Travel Thursday – Australia Part III, Kangaroo Island

For the year of 2011 I thought it would be nice to have a day every two weeks or so where I would update with some of my travel pictures. I have a lot of backlog travel shots that I would love to share with you all, so this seemed like a great way to to do it. I hope you enjoy the new Travel Thursdays here at Photo.Knit.Dog! šŸ™‚

Click on over to read Part I and Part II of the Australia trip.

Taken from the bus

As Adelaide is so very close to Kangaroo Island, we couldn’t resist to take the day and one night to spend there. We paid for tour of it by bus, during which I took the picture above. That’s why there’s a blur of tree in the front, but I do love the green of it! The bus tour was sort of a mistake as we felt very rushed the whole time and wanted to spend more time appreciating the different sites. But it was wonderful seeing the bits that we did see and it’s a place that I would definitely go to again if I were ever in the area… and I would for sure take more than a day to see it all!

Near Admiral's Arch

Kangaroo Island, or KI as the locals call it, is a wildlife reserve and only has around 4,000 people living there. The majority of the island has never been touched for human living and there is definitely a lot of wildlife to see and appreciate!

A way to appreciate just how few people live on the island is to take a look at their “post office”:

This is the post office - I'm not kidding!

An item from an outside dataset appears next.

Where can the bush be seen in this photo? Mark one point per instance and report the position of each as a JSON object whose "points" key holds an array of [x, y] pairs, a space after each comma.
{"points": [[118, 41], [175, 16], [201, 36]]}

Is that hilarious or what? Granted this is only for the people that live in the middle of the island (the two towns are on the Western end), but still. Cracked me up! I love how each person made their own mailbox… gives it a homey touch. šŸ˜‰ But of course we didn’t just look at man-made things… we also checked out some wildlife.

Australian Sea Lions

The first stop on our tour was Seal Bay where you can walk onto the beach where the Sea Lions sleep the day away… and boy do they know how to sleep!

Australian Sea Lions

Australian Sea Lions

How that is a good position to sleep in beats me, but I guess it’s one they like!

Australian Sea Lions

The sea lions were adorable… in particular the littlest ones with their mommies.

Australian Sea Lions

It was amazing to be so close to wild animals like that! We then went to check out Raptor Domain where Steve Irwin’s cousin, Dave, shows off his birds to an audience. it was very cool to watch and learn a bit about these birds. The most impressive thing, to me, is how everything is open and the birds just go in and out as they please. It was very different from seeing birds at zoo shows where you can tell they are just not allowed to go anywhere!

Wild bird conservatory

One of the most impressive things was watching this owl inhale this mouse… seriously it just went right down the chute.

Wild bird conservatory

This is a laughing Kookaburra. And yes, they do laugh!

Wild bird conservatory

We also saw the Remarkable Rocks located on the other side of the island. These rocks were actually at one time the tips of some of the highest mountains in the world! The mountains were part of a range that reaches all the way to Antarctica – now all under the ocean, of course. The rocks have been shaped by the wind, rain and ocean spray for 500 million years into the shapes you see today!

Remarkable Rocks

Remarkable Rocks

So you can see just how large these are, here’s some perspective for you:

Remarkable Rocks

Remarkable Rocks

Remarkable Rocks

Remarkable Rocks

And some of us decided that it was time for a nap:

Remarkable Rocks

Moving on to Admiral’s Arch, which has lots and lots of seals too!

Admiral's Arch

Near Admiral's Arch

Near Admiral's Arch

Going back to our hotel we decided to take the penguin night tour. These Little Penguins are definitely a big part of life on this island… people are very careful when driving in the evening because they make their homes in the gardens of people’s houses and are often seen crossing the road!

Little Penguins crossing

Little Penguins spend all day out in the ocean and come back to spend the night on land. They all come right at dusk en masse. This was very different from the experience people get at Phillip Island, where I heard they have big lights and this huge bunch of people coming all at once. Seems very obtrusive and not too mindful of the penguins, which is a bit sad. A person commented to me that when she went she just felt sorry for the poor penguins because, as you can guess, lights scare them and there was lots of light to so that people could see them better. The tour at Kangaroo Island was very very small – only maybe 6 people or so – and we all had these filtered flashlights so we could see the penguins without bothering them and absolutely no flash was allowed. So this is the only good picture I got as it was so dark… but aren’t they adorable? It’s a mom and dad coming home to their babies!

Little Penguins coming home for the night

It was a wonderful trip and totally memorable! But what was possibly the best part of it was how close you could get to everything! No big fences, warning signs, prohibitive guards or glass partitions… just you and the wild. Very cool.